Given the following information calculate the Marginal Revenues. I am getting lost on the order because I know the formula is change in TR/change in Q.

Q Price TR
60 26,000 (60x26K) = 1,560,000
70 22,000 (1,540,000)
80 18,000 (1,440,000)
90 14,000 (1,260,000)
100 10,000 (1,000,000)

at 60, N.A.

at 70, -20000/10=-2000
at 80, -100000/10=-10000
at 90, -80000/10=-8000
at 100, -260000/10=-26000

To calculate Marginal Revenue (MR), you need to find the change in Total Revenue (TR) divided by the change in quantity (Q). Here's how you can calculate it step by step:

1. First, note down the initial quantity and total revenue values. In this case, the initial values are Q = 60 and TR = $1,560,000.
2. To find the change in TR, subtract the initial TR value from the next TR value.
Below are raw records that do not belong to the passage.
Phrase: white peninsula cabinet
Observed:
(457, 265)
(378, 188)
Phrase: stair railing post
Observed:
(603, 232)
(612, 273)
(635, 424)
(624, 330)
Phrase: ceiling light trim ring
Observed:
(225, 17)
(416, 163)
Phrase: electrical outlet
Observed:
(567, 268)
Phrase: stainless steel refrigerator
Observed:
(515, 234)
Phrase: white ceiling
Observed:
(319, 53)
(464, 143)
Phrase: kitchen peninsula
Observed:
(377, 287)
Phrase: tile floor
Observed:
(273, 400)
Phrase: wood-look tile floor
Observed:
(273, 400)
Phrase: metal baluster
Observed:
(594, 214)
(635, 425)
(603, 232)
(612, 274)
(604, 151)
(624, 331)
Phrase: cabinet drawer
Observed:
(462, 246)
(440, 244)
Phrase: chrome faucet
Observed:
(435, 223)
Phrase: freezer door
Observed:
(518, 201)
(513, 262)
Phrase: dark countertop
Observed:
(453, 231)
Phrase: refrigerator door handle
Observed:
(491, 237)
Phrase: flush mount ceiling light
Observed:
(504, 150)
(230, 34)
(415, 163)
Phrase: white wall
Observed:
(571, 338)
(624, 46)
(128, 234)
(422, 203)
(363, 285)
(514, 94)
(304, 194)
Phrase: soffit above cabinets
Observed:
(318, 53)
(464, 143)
In this case, the next TR value is $1,540,000.
Change in TR = $1,540,000 - $1,560,000 = -$20,000.
Note: The negative sign indicates a decrease in revenue.
3. Next, find the change in quantity. Subtract the initial quantity (60) from the next quantity value. In this case, the next quantity is 70.
Change in Q = 70 - 60 = 10.
4. Now, you can calculate the Marginal Revenue (MR) using the formula:
MR = Change in TR / Change in Q.
MR = -$20,000 / 10 = -$2,000.

Repeat this process for the remaining data points to calculate the Marginal Revenue at those quantities.